Humana Inc., the Louisville, Kentucky-headquartered third-largest health insurer in the United States, said late on Tuesday that the company, ranked 52nd on the Fortune 500 list, would purchase a 60 per cent stake which it did not already own in Kindred at Home from TPG Capital for a stark upsum of $5.7 billion, laying off the groundwork to stretch out its patient care business.
In point of fact, latest move from Humana Inc., whose insurance business is mostly centred on American individuals under the US Government’s Medicare program for elderly or disabled, came forth as the US-based health insurer looks to enhance its health outcomes and slash expenses by capitalizing on in-home health and hospice services of Kindred at Home.
Humana Inc. alongside two private equity firms such as Welsh and Carson, Anderson & Stowe and TPG Capital had purchased Kindred at Home, back in the December of 2017 for a lump-sum of $810 million, while Humana had been holding a 40 per cent stake on the in-home health services provider.

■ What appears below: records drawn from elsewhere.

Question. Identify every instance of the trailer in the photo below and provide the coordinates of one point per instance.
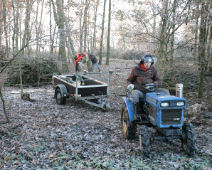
(81, 88)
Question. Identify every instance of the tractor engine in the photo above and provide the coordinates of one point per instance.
(165, 111)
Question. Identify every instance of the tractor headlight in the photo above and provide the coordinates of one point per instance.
(180, 103)
(164, 104)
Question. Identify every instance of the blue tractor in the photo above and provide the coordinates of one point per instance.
(162, 112)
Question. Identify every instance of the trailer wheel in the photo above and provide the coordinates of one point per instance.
(144, 141)
(128, 128)
(59, 99)
(188, 139)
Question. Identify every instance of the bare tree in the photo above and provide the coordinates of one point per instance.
(108, 36)
(202, 44)
(60, 21)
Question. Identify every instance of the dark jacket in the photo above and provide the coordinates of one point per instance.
(93, 58)
(139, 77)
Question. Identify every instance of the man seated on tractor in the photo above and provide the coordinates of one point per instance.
(144, 74)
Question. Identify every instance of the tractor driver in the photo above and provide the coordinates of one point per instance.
(141, 75)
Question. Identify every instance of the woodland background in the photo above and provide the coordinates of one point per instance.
(40, 38)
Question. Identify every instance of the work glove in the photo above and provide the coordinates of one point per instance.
(130, 87)
(150, 84)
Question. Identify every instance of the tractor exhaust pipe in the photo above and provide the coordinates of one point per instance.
(179, 90)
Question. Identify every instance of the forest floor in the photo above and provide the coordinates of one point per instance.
(44, 135)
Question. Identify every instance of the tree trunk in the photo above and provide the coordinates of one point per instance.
(196, 35)
(108, 37)
(85, 25)
(5, 27)
(94, 33)
(102, 35)
(201, 48)
(25, 38)
(59, 19)
(2, 99)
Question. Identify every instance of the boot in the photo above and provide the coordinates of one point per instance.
(136, 107)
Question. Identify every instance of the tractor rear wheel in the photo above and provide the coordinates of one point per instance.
(144, 140)
(59, 98)
(188, 139)
(128, 128)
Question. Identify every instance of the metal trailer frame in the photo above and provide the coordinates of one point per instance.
(92, 92)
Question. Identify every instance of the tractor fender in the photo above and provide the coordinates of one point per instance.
(63, 90)
(129, 108)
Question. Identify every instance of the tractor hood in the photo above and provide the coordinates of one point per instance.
(162, 101)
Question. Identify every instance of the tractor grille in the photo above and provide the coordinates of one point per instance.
(171, 117)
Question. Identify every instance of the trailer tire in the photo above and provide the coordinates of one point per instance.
(128, 128)
(144, 141)
(59, 98)
(188, 139)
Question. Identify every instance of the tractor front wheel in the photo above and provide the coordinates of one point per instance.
(59, 98)
(128, 128)
(144, 140)
(188, 139)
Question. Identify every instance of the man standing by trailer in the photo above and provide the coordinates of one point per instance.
(78, 58)
(94, 61)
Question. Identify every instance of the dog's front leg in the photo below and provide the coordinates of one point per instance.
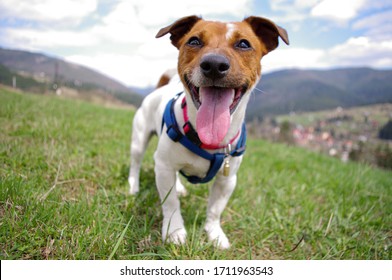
(173, 229)
(219, 196)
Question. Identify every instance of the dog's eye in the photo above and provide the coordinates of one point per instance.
(243, 44)
(194, 41)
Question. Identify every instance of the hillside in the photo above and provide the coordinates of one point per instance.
(286, 91)
(48, 70)
(63, 195)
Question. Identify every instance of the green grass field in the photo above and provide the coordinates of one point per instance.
(63, 195)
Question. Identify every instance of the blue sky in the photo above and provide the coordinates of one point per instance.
(117, 38)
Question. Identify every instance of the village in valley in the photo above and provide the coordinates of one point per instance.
(348, 134)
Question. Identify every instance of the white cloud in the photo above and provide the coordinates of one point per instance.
(40, 39)
(337, 10)
(48, 10)
(362, 51)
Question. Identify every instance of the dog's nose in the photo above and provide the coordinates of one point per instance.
(214, 66)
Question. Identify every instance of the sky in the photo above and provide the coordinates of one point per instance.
(117, 37)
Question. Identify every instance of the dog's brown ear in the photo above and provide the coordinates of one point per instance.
(268, 32)
(178, 29)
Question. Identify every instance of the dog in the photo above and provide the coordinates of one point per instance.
(199, 115)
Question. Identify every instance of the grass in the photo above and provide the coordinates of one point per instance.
(63, 195)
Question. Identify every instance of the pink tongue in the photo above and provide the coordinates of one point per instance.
(213, 116)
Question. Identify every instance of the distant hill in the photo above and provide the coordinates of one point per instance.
(47, 69)
(286, 91)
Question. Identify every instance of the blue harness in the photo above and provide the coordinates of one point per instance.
(216, 159)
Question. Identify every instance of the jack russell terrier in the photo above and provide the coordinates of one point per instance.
(199, 116)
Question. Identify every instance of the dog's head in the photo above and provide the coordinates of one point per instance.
(219, 63)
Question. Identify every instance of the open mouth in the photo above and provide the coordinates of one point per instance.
(238, 94)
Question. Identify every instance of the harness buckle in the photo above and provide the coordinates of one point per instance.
(173, 132)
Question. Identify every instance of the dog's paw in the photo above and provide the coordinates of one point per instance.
(181, 190)
(133, 186)
(177, 237)
(217, 237)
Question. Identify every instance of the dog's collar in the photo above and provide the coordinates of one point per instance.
(191, 133)
(216, 159)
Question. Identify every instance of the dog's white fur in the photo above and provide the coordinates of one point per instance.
(170, 157)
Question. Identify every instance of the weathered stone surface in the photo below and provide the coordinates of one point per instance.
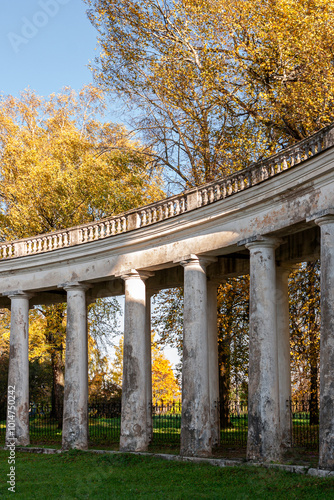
(135, 433)
(195, 424)
(264, 441)
(75, 418)
(326, 416)
(283, 345)
(18, 373)
(213, 363)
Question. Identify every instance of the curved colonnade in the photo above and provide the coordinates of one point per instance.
(261, 220)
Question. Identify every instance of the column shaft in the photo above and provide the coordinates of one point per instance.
(75, 419)
(213, 364)
(148, 365)
(326, 416)
(283, 340)
(195, 426)
(17, 427)
(135, 386)
(263, 401)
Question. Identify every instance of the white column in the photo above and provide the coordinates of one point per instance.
(263, 400)
(326, 416)
(196, 424)
(283, 339)
(135, 386)
(213, 364)
(17, 428)
(148, 364)
(75, 417)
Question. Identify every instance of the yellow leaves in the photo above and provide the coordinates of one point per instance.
(62, 167)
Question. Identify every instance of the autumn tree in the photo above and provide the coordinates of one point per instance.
(57, 172)
(304, 288)
(165, 387)
(217, 84)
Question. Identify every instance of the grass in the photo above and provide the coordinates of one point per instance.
(79, 475)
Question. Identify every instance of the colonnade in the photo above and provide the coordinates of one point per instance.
(269, 421)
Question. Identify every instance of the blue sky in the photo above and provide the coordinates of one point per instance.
(45, 45)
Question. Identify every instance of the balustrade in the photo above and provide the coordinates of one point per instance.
(175, 205)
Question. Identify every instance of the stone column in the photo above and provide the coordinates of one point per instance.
(148, 365)
(213, 363)
(135, 387)
(326, 416)
(196, 423)
(75, 416)
(18, 373)
(263, 397)
(283, 344)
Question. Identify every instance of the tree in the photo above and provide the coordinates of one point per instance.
(57, 173)
(165, 387)
(217, 84)
(304, 288)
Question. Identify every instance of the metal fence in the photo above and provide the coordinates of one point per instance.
(105, 424)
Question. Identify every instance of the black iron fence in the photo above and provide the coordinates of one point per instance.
(305, 425)
(105, 424)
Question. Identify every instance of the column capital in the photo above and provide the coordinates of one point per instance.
(259, 241)
(192, 259)
(18, 294)
(134, 274)
(74, 285)
(322, 217)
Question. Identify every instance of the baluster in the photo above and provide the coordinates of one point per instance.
(211, 195)
(204, 196)
(171, 208)
(298, 157)
(166, 212)
(223, 190)
(285, 163)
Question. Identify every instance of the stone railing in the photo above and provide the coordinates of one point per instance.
(175, 205)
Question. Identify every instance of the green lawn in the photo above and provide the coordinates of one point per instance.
(124, 476)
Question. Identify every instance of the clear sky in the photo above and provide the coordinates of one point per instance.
(45, 45)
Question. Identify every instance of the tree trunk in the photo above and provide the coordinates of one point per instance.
(224, 381)
(313, 353)
(57, 386)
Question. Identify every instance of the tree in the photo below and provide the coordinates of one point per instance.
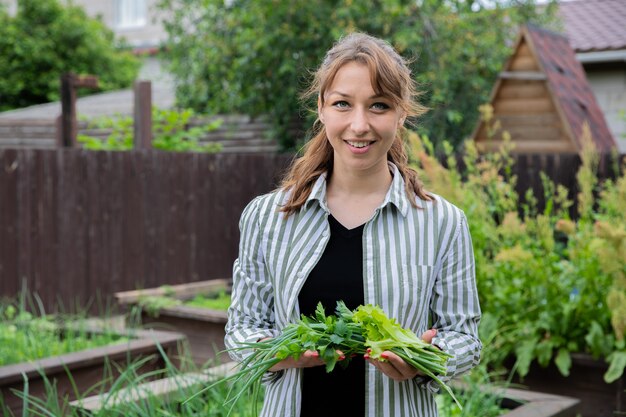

Humana seeks a public listing for Kindred at Home
On top of that, although Humana would be the sole owner of Kindred’s hospice and community care operations along with in-home patient care services following the takeover, the health insurer was quoted saying it had little intent to maintain a majority stake in Kindred’s hospice and community care operations, while the American health insurer could explore a potential public listing or a divestiture of Kindred’s hospice and community care operation, which would be led by Kindred at Home’s current Chief David Causby.
Alongside this, according to the financial facades of the deal, latest takeover deal for Kindred at Home would value the company at $8.1 billion including Humana’s existing equity value of $2.4 billion stemming from a 40 per cent stake it had already held in the company.